Very little remains of the once vibrant, and economically important, Jewish presence.  With the exception of several beautiful Beits which have, no doubt, become the property of Ba'athist apparatchiks.  The Jewish Quarter is now devoid of Jewish people.  It has been so since anti-Jewish pogroms and ethnic cleansing (pre-dating the creation of modern Israel in 1948) swept the Arab world in the 1930s, 40s & 50s led by Arab National Socialists and about the same time as another group of anti-Semites were hard at work.  It is of no coincidence that Mein Kampf is a bestseller in this part of the world and pictures of that latter day anti-Semite extraordiaire, Nasrallah, abound.  Arab Nationalists are second only to Nazis when it comes to killing and harassing Jews.  The hate is just as intense, they're just not quite as organised and disciplined and have a propensity to run away when the Jews dare lose their temper.

However, there we some signs of hope.  Over a few Al-Mazas at a bar in the Christian Quarter, we got talking to some young Syrians.  They despised the regime and expressed a desire for the Syrian people to respect their neighbours, as well as the land and history they'd inherited.
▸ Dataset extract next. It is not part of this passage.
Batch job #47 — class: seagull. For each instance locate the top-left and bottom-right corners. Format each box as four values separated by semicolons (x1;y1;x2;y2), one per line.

With the exception of a few opportunists, a couple of letches and a parasite, we found the Syrian people to be kind and friendly.  I don't buy the hyperbole propagated by some tourists and travel books that Syrians are the most welcoming people on earth.  Syrian society seems to contain a similar mix of people as do other societies.  Yet, while it may sound patronising, I do feel for them.  They are kept poor and ignorant by idiotic, suffocating, oppressive, cruel religious and civic leaders.  On that final note, whilst books and newspapers were for sale and on display across Syria, we did not see a single person reading one in the week that we were there.  They are told what they can and can't read and, we optimistically concluded, they know what they are allowed to read is bollocks.